Hunsdorp to Vinstra (foot and car) to Dovre (train) to , Ingelshush (foot)
Miles walked: 9.2
Cost: 300 NOK
Our host at Dale Gubrandsdal made a new itinerary to follow which included taking the train up to Dovre pronto. The train left at 1:06 ish and we were to walk 12 km on the trail to get there. He said it was a beautiful walk, but still burned from previous beautiful walk promises, we kept to the road. We hit a pretty good pace and could have made it to the train on time, but alas, two ladies picked us up and dropped us at the station.

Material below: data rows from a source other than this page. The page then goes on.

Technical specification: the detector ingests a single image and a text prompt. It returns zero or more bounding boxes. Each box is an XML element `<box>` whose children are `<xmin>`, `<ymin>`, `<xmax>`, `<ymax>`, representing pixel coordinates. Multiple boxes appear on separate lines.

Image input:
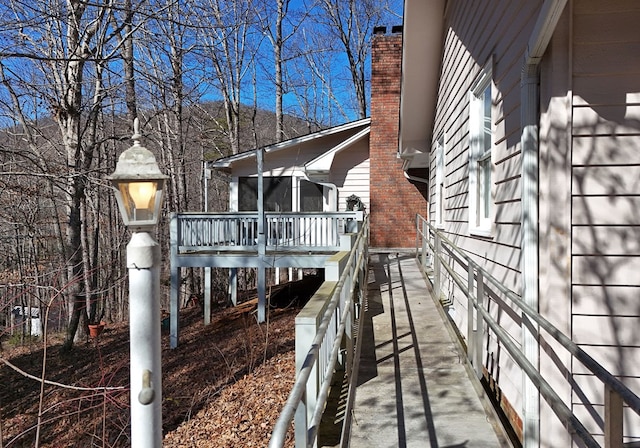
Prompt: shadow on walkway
<box><xmin>349</xmin><ymin>252</ymin><xmax>510</xmax><ymax>448</ymax></box>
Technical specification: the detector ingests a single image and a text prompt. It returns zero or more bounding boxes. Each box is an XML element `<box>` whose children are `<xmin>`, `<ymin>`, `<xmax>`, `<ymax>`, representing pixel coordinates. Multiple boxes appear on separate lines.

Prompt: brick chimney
<box><xmin>369</xmin><ymin>26</ymin><xmax>428</xmax><ymax>248</ymax></box>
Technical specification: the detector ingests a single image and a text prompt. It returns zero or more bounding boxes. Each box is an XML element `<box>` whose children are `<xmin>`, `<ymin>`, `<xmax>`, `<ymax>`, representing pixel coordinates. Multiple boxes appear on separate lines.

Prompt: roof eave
<box><xmin>398</xmin><ymin>0</ymin><xmax>446</xmax><ymax>168</ymax></box>
<box><xmin>210</xmin><ymin>118</ymin><xmax>371</xmax><ymax>169</ymax></box>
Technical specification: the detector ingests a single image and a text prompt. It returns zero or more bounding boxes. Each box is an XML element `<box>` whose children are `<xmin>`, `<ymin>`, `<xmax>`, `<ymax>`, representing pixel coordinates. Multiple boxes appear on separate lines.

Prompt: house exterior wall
<box><xmin>430</xmin><ymin>0</ymin><xmax>640</xmax><ymax>445</ymax></box>
<box><xmin>541</xmin><ymin>1</ymin><xmax>640</xmax><ymax>444</ymax></box>
<box><xmin>227</xmin><ymin>136</ymin><xmax>370</xmax><ymax>213</ymax></box>
<box><xmin>429</xmin><ymin>1</ymin><xmax>543</xmax><ymax>439</ymax></box>
<box><xmin>370</xmin><ymin>29</ymin><xmax>428</xmax><ymax>248</ymax></box>
<box><xmin>330</xmin><ymin>141</ymin><xmax>370</xmax><ymax>212</ymax></box>
<box><xmin>567</xmin><ymin>1</ymin><xmax>640</xmax><ymax>444</ymax></box>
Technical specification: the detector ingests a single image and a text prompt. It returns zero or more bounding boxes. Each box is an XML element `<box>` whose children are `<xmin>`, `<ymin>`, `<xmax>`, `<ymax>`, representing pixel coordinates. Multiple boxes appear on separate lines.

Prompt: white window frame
<box><xmin>468</xmin><ymin>62</ymin><xmax>494</xmax><ymax>237</ymax></box>
<box><xmin>434</xmin><ymin>135</ymin><xmax>445</xmax><ymax>229</ymax></box>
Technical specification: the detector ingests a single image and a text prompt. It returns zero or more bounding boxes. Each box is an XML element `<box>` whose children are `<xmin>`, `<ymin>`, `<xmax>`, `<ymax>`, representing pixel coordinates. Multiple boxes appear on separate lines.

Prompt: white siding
<box><xmin>569</xmin><ymin>2</ymin><xmax>640</xmax><ymax>443</ymax></box>
<box><xmin>330</xmin><ymin>140</ymin><xmax>370</xmax><ymax>212</ymax></box>
<box><xmin>229</xmin><ymin>135</ymin><xmax>370</xmax><ymax>213</ymax></box>
<box><xmin>429</xmin><ymin>0</ymin><xmax>640</xmax><ymax>444</ymax></box>
<box><xmin>430</xmin><ymin>2</ymin><xmax>541</xmax><ymax>436</ymax></box>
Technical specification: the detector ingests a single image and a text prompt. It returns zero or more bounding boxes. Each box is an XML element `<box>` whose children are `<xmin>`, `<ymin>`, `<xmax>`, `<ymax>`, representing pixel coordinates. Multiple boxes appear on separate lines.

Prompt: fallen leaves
<box><xmin>164</xmin><ymin>351</ymin><xmax>295</xmax><ymax>448</ymax></box>
<box><xmin>1</xmin><ymin>302</ymin><xmax>299</xmax><ymax>447</ymax></box>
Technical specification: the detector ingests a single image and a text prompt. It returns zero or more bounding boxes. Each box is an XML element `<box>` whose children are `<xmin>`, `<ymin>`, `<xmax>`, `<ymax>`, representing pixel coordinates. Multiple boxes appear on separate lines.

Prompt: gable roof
<box><xmin>211</xmin><ymin>118</ymin><xmax>371</xmax><ymax>169</ymax></box>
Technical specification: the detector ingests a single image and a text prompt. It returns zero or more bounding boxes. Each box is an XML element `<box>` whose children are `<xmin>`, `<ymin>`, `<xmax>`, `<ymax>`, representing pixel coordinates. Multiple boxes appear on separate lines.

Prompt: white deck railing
<box><xmin>416</xmin><ymin>214</ymin><xmax>640</xmax><ymax>448</ymax></box>
<box><xmin>174</xmin><ymin>211</ymin><xmax>364</xmax><ymax>253</ymax></box>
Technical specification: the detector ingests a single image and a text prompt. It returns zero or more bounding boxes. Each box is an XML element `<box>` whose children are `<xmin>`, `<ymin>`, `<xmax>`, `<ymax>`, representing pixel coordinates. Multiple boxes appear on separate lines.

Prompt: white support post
<box><xmin>522</xmin><ymin>62</ymin><xmax>541</xmax><ymax>448</ymax></box>
<box><xmin>342</xmin><ymin>267</ymin><xmax>353</xmax><ymax>373</ymax></box>
<box><xmin>467</xmin><ymin>264</ymin><xmax>475</xmax><ymax>364</ymax></box>
<box><xmin>169</xmin><ymin>264</ymin><xmax>179</xmax><ymax>347</ymax></box>
<box><xmin>204</xmin><ymin>267</ymin><xmax>211</xmax><ymax>325</ymax></box>
<box><xmin>257</xmin><ymin>147</ymin><xmax>266</xmax><ymax>323</ymax></box>
<box><xmin>128</xmin><ymin>232</ymin><xmax>163</xmax><ymax>448</ymax></box>
<box><xmin>434</xmin><ymin>233</ymin><xmax>442</xmax><ymax>300</ymax></box>
<box><xmin>475</xmin><ymin>271</ymin><xmax>484</xmax><ymax>378</ymax></box>
<box><xmin>170</xmin><ymin>216</ymin><xmax>180</xmax><ymax>349</ymax></box>
<box><xmin>229</xmin><ymin>268</ymin><xmax>238</xmax><ymax>306</ymax></box>
<box><xmin>295</xmin><ymin>312</ymin><xmax>319</xmax><ymax>448</ymax></box>
<box><xmin>422</xmin><ymin>219</ymin><xmax>428</xmax><ymax>268</ymax></box>
<box><xmin>257</xmin><ymin>263</ymin><xmax>266</xmax><ymax>323</ymax></box>
<box><xmin>294</xmin><ymin>391</ymin><xmax>309</xmax><ymax>448</ymax></box>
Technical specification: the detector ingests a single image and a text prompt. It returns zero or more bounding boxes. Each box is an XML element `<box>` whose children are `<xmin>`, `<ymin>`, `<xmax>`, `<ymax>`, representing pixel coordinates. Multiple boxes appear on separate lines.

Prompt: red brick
<box><xmin>369</xmin><ymin>32</ymin><xmax>428</xmax><ymax>248</ymax></box>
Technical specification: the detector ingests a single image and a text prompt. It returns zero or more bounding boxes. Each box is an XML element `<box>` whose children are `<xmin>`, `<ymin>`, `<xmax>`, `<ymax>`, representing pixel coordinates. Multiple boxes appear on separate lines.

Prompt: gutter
<box><xmin>403</xmin><ymin>171</ymin><xmax>429</xmax><ymax>184</ymax></box>
<box><xmin>400</xmin><ymin>158</ymin><xmax>430</xmax><ymax>184</ymax></box>
<box><xmin>520</xmin><ymin>1</ymin><xmax>568</xmax><ymax>447</ymax></box>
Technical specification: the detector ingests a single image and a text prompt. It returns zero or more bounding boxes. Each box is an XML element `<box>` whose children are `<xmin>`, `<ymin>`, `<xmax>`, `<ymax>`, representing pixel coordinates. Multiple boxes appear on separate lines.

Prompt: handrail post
<box><xmin>413</xmin><ymin>214</ymin><xmax>640</xmax><ymax>448</ymax></box>
<box><xmin>604</xmin><ymin>384</ymin><xmax>623</xmax><ymax>448</ymax></box>
<box><xmin>415</xmin><ymin>214</ymin><xmax>420</xmax><ymax>255</ymax></box>
<box><xmin>343</xmin><ymin>265</ymin><xmax>353</xmax><ymax>373</ymax></box>
<box><xmin>434</xmin><ymin>232</ymin><xmax>442</xmax><ymax>300</ymax></box>
<box><xmin>467</xmin><ymin>263</ymin><xmax>475</xmax><ymax>364</ymax></box>
<box><xmin>422</xmin><ymin>218</ymin><xmax>429</xmax><ymax>269</ymax></box>
<box><xmin>475</xmin><ymin>271</ymin><xmax>484</xmax><ymax>378</ymax></box>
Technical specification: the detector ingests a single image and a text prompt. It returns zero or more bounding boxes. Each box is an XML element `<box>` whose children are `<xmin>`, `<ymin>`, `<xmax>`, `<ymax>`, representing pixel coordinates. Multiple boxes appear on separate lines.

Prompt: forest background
<box><xmin>0</xmin><ymin>0</ymin><xmax>402</xmax><ymax>350</ymax></box>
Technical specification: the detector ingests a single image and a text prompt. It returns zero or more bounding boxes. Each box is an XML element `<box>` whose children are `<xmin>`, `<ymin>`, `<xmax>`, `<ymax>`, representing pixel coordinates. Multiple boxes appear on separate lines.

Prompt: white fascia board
<box><xmin>210</xmin><ymin>118</ymin><xmax>371</xmax><ymax>169</ymax></box>
<box><xmin>398</xmin><ymin>0</ymin><xmax>445</xmax><ymax>156</ymax></box>
<box><xmin>304</xmin><ymin>126</ymin><xmax>370</xmax><ymax>173</ymax></box>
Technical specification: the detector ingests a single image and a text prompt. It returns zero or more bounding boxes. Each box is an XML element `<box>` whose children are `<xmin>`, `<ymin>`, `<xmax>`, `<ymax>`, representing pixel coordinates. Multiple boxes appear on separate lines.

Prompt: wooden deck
<box><xmin>169</xmin><ymin>211</ymin><xmax>365</xmax><ymax>348</ymax></box>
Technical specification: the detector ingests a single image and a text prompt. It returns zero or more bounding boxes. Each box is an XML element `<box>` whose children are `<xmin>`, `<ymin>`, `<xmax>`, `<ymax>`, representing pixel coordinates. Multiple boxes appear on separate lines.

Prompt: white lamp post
<box><xmin>109</xmin><ymin>120</ymin><xmax>168</xmax><ymax>447</ymax></box>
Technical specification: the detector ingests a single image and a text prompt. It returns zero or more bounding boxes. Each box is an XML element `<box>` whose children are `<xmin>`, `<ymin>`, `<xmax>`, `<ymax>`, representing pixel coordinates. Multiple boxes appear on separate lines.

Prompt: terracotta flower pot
<box><xmin>88</xmin><ymin>322</ymin><xmax>105</xmax><ymax>338</ymax></box>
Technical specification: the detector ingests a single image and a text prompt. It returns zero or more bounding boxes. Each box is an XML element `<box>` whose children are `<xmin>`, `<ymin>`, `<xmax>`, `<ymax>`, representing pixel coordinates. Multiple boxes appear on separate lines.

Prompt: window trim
<box><xmin>299</xmin><ymin>178</ymin><xmax>325</xmax><ymax>212</ymax></box>
<box><xmin>237</xmin><ymin>176</ymin><xmax>293</xmax><ymax>212</ymax></box>
<box><xmin>468</xmin><ymin>61</ymin><xmax>494</xmax><ymax>237</ymax></box>
<box><xmin>434</xmin><ymin>134</ymin><xmax>445</xmax><ymax>229</ymax></box>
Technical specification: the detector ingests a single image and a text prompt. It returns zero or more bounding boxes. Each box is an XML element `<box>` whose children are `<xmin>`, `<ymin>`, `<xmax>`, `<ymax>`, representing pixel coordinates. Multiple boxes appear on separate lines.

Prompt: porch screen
<box><xmin>300</xmin><ymin>179</ymin><xmax>323</xmax><ymax>211</ymax></box>
<box><xmin>239</xmin><ymin>176</ymin><xmax>292</xmax><ymax>211</ymax></box>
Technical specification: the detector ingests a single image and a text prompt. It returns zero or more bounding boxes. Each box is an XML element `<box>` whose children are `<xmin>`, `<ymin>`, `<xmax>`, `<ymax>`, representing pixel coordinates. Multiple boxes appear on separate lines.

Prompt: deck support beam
<box><xmin>204</xmin><ymin>267</ymin><xmax>211</xmax><ymax>325</ymax></box>
<box><xmin>229</xmin><ymin>268</ymin><xmax>238</xmax><ymax>306</ymax></box>
<box><xmin>170</xmin><ymin>264</ymin><xmax>180</xmax><ymax>349</ymax></box>
<box><xmin>257</xmin><ymin>147</ymin><xmax>266</xmax><ymax>323</ymax></box>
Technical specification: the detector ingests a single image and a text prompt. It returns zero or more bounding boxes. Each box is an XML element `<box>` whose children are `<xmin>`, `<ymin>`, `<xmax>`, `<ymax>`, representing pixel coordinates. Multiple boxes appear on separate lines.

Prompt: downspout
<box><xmin>520</xmin><ymin>1</ymin><xmax>567</xmax><ymax>447</ymax></box>
<box><xmin>314</xmin><ymin>180</ymin><xmax>338</xmax><ymax>211</ymax></box>
<box><xmin>303</xmin><ymin>173</ymin><xmax>338</xmax><ymax>211</ymax></box>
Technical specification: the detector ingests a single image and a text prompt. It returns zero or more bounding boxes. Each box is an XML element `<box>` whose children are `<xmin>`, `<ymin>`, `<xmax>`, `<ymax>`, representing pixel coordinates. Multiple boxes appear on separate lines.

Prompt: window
<box><xmin>238</xmin><ymin>177</ymin><xmax>292</xmax><ymax>211</ymax></box>
<box><xmin>434</xmin><ymin>135</ymin><xmax>445</xmax><ymax>228</ymax></box>
<box><xmin>468</xmin><ymin>63</ymin><xmax>493</xmax><ymax>235</ymax></box>
<box><xmin>299</xmin><ymin>179</ymin><xmax>324</xmax><ymax>212</ymax></box>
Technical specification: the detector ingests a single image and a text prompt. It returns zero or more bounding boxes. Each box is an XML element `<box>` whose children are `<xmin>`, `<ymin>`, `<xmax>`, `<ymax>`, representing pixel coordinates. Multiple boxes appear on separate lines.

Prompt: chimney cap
<box><xmin>392</xmin><ymin>25</ymin><xmax>403</xmax><ymax>34</ymax></box>
<box><xmin>373</xmin><ymin>26</ymin><xmax>387</xmax><ymax>35</ymax></box>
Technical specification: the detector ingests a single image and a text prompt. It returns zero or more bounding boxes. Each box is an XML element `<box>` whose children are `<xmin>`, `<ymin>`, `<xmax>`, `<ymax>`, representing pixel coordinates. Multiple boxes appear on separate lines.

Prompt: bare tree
<box><xmin>0</xmin><ymin>0</ymin><xmax>147</xmax><ymax>350</ymax></box>
<box><xmin>0</xmin><ymin>0</ymin><xmax>405</xmax><ymax>351</ymax></box>
<box><xmin>195</xmin><ymin>0</ymin><xmax>262</xmax><ymax>155</ymax></box>
<box><xmin>256</xmin><ymin>0</ymin><xmax>310</xmax><ymax>142</ymax></box>
<box><xmin>318</xmin><ymin>0</ymin><xmax>387</xmax><ymax>118</ymax></box>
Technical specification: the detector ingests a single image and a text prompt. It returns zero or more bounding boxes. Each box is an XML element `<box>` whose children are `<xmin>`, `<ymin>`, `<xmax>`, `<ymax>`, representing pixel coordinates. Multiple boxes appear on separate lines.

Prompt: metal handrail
<box><xmin>269</xmin><ymin>216</ymin><xmax>369</xmax><ymax>448</ymax></box>
<box><xmin>416</xmin><ymin>214</ymin><xmax>640</xmax><ymax>447</ymax></box>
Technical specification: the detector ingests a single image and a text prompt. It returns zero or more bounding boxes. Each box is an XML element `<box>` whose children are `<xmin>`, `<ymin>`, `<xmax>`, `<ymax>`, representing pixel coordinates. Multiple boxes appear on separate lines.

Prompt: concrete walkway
<box><xmin>349</xmin><ymin>252</ymin><xmax>511</xmax><ymax>448</ymax></box>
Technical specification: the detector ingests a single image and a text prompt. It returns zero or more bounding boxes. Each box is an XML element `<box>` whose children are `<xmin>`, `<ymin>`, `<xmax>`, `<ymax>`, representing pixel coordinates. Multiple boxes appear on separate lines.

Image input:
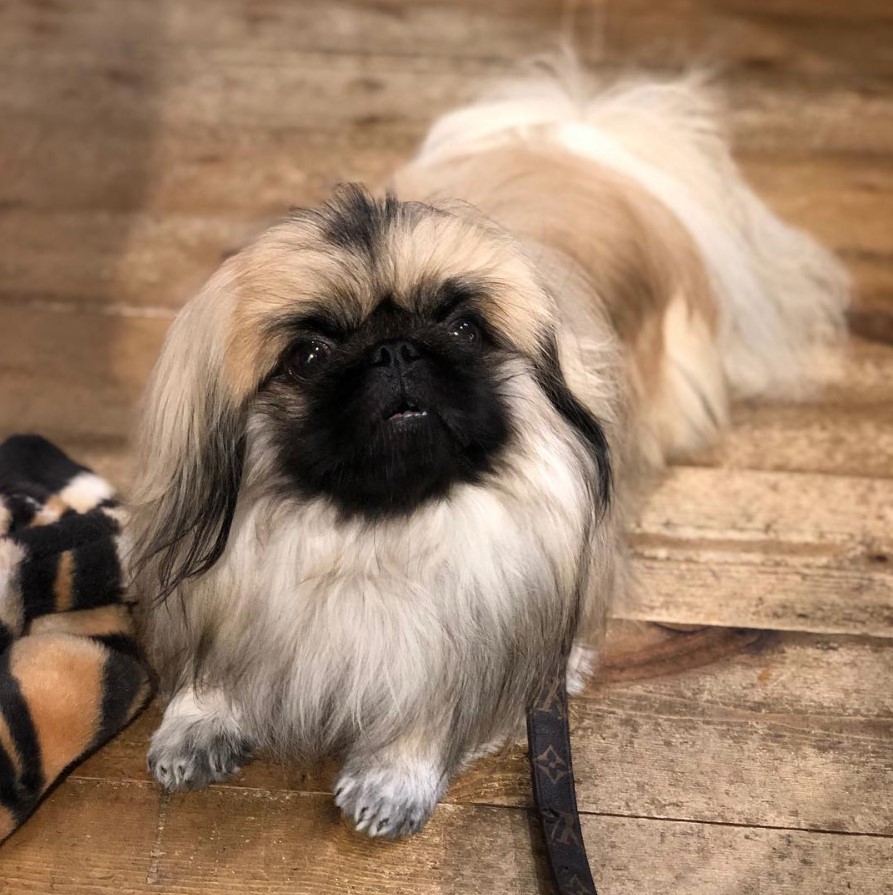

So Vinstra is the setting of Peer Gynt, who knew? There is a statue there and they put on an annual play. I had seen some photos of the play in a book at our lodging which were pretty wild and made me want to see more. The Peer Gynt in the play is not what we saw in filmstrip as a child. I remember my 5th grade teacher playing the music and slotting through a filmstrip, although I can’t really remember the plot except there was a mountain king.
Statue at Vinstra train station
At any rate, there is a yearly Peer Gynt festival in Vinstra and it would be super fun to see it sometime.
The train ride to Dovre was 45 minutes and the train only had two cars chugging through the mountains. It was quite lovely.
On arrival in Dovre we had 4 km uphill to walk to reach our lodging at what I now see is a typical Norwegian farmhouse. There is never just one house, but always it is a compound with multiple buildings, many or all with living roofs.
Our approach to the farmhouse outside of Dovre.
Our hostess greeted us with coffee and Norwegian snacks: a large round cookie (not krumkake, it had -brod as a suffix) and a pancake with the suffix -kake topped with brown cheese. Yum. The communal kitchen was stocked with various items to be used in the preparation of dinner, each with a price tag. we chose salmon and potatoes and added our own fresh broccoli. Cost of dinner, mostly made by Laura, was 50-60 kroner.
Brown cheese and kakas/brods
Norwegian flatbread kitchen. So twice now we have stayed at farmhouses where there is a special outbuilding for the making of bread. Flatbreads require A special large, round iron — always electric today — and need a very large board and rolling pins. Our hostess today must have made the cookies we at in this kitchen because we found the cutter for one of them, a larger cutter with prongs in the middle. I would love to try to make some of these flatbreads, but fear that many expensive tools are required.